Manet, Ritorno a Venezia è il titolo della mostra allestita dalla Fondazione Musei Civici di Venezia, fino al 18 agosto, nelle sale di Palazzo Ducale. Ottanta all’incirca le opere, suddivise tra dipinti, disegni e incisioni. Fondamentale per la presenza cospicua di opere, la collaborazione con il Musée D’Orsay di Parigi, che conserva il maggior numero di capolavori del pittore francese. Riemerge così a Venezia l'anima italiana di Édouard Manet: la mostra ha infatti l’onore di svelare la dipendenza della lezione italiana per l'artista parigino. I suoi modelli furono vicini alla pittura italiana del Rinascimento, come dimostra l’esposizione al Palazzo Ducale, dove il pubblico può ammirare alcune delle opere ispirate ai grandi pittori veneziani del Cinquecento, da Tiziano a Tintoretto a Lotto in particolare. Édouard Manet fu il precursore dell’Impressionismo e la sua fonte vede una discendenza nitida dall’opera di Velázquez e di Francisco Goya. Ma la passione per l’arte italiana creò in lui un legame intensa con quegli stilemi, di cui da piena dimostrazione l’esposizione veneziana, che metterà finalmente in luce il suo rapporto stringente con l’Italia e la città lagunare.

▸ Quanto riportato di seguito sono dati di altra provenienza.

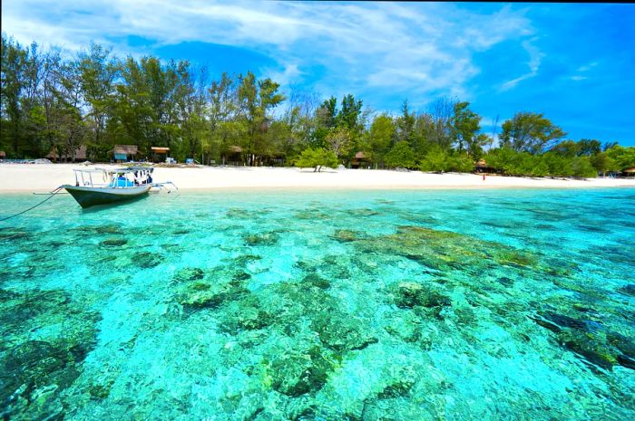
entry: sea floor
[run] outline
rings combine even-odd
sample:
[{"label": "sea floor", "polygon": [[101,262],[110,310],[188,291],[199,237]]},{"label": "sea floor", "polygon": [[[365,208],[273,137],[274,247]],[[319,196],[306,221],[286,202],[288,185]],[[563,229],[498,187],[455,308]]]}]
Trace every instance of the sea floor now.
[{"label": "sea floor", "polygon": [[59,196],[0,223],[0,413],[635,419],[634,238],[633,188]]}]

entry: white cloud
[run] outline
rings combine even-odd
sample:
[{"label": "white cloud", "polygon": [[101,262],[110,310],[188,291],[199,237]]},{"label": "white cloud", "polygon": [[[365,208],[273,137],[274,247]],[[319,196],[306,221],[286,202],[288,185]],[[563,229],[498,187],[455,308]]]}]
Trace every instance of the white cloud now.
[{"label": "white cloud", "polygon": [[532,40],[525,40],[523,42],[523,48],[524,48],[527,53],[529,53],[529,62],[527,62],[529,72],[504,82],[501,86],[501,91],[508,91],[514,88],[519,82],[531,79],[538,74],[538,70],[540,69],[540,64],[544,58],[544,53],[532,44],[532,42],[535,40],[536,39],[533,38]]},{"label": "white cloud", "polygon": [[[91,40],[137,35],[157,46],[220,43],[274,58],[282,71],[260,71],[279,82],[298,82],[319,67],[325,75],[316,87],[329,93],[388,89],[404,97],[469,97],[468,82],[480,72],[474,54],[533,32],[524,13],[509,5],[489,14],[448,4],[393,3],[14,0],[2,7],[3,30],[21,43],[76,50]],[[538,72],[542,54],[527,41],[523,45],[530,72],[504,89]],[[136,55],[139,49],[116,45],[115,53]]]}]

Se Le Déjeuner sur l’herbe e l’Olympia (1863) sono chiaramente variazioni da Tiziano Vecellio e due splendide testimonianze della relazione di Manet con l’arte italiana, ancora molti sono gli esempi della profonda conoscenza dell’eredità di Venezia, Firenze e Roma, da parte del grande pittore, che la mostra saprà svelare. L’itinerario dell’esposizione, che percorre, attraverso grandi capolavori come Le fifre (1866), La lecture (1865-73), Le balcon (1869), Portrait de Mallarmé (1876 ca.), tutta la sua vita artistica, si apre con una serie di libere interpretazioni di antichi dipinti, affreschi e sculture che Manet vide durante i suoi due primi viaggi in Italia, nel 1853 e nel 1857. L’Italia del resto non è assente neppure nei dipinti di Manet più legati alla Spagna: la sua pittura religiosa si nutre tanto di Tiziano e Andrea del Sarto quanto di El Greco e Velázquez. Le sue silenti nature morte, dietro alla fedeltà alle formule olandesi, riservano molte sorprese che non solo rimandano alla tradizione nordica, ma sembrano anche ispirarsi a un vigore cromatico e costruttivo tutto italiano.
Quando il pittore si avvicina definitivamente alla “moderna” Parigi, la sua pittura non tralascia la memoria italiana, ma ne resta intrisa di ricordi. Le tele di Lotto e di Carpaccio, pensiamo alle Due dame veneziane affiancate in mostra a Le Balcon, raccontano di questi legami. L'accostamento della sfrontata Olympia alla Venere di Urbino prestata in via del tutto eccezionale dal Museo degli Uffizi, mina così definitivamente convenzioni fin troppo ripetute, ovvero che l'arte francese, e quella di Édouard in particolare, abbia raggiunto la propria indipendenza, sincerità e naturalezza solo nel respingere l'influenza del classicismo italiano. Ed è davvero emozionante vedere come la lezione tizianesca sia stata rivisitata eliminando certo – e la cosa è posta in risalto dal confronto ravvicinato – lo sfumato e i chiaroscuri e imponendo la linea fortemente tratteggiata, secondo un cromatismo di contrasto e di rapida stesura del colore, eppure avendo sempre come presenza costante di riferimento la celeberrima esecuzione del maestro veneto.
Il 1874, anno della I° Esposizione dei Pittori Impressionisti, è anche quello del suo terzo viaggio in Italia, dove ritrova anche la città amata da Turner e Byron, che immortala in due piccole tele, raffiguranti il Canal Grande. È quasi un incrociarsi con l’atmosfera già modernissima dell’ultimo Guardi. In questi due piccoli ma magistrali dipinti, che fungeranno da modello per molta pittura veneziana allo scorcio del XIX secolo, l’aria è così trasparente da far cantare le tonalità dei blu e dei bianchi della sua tavolozza come non mai. E anche nel suo celebre Bal masqué à l’Opéra (ora a Washington), rifiutato quell’anno dai giurati del Salon parigino, risuonano le musiche degli amori mascherati e del gioco ambiguo dell’identità, che sicuramente ha conosciuto attraverso l’opera del veneziano Pietro Longhi. Il terzo momento italiano della sua carriera parla delle ultime esperienze di un artista, che la morte stronca a soli 51 anni (1883). L’ultimo Manet, diviso tra l’esaltazione dei parigini à la page e la svolta repubblicana del 1879, fa gioire la pittura e infiammerà il Salon all’esposizione.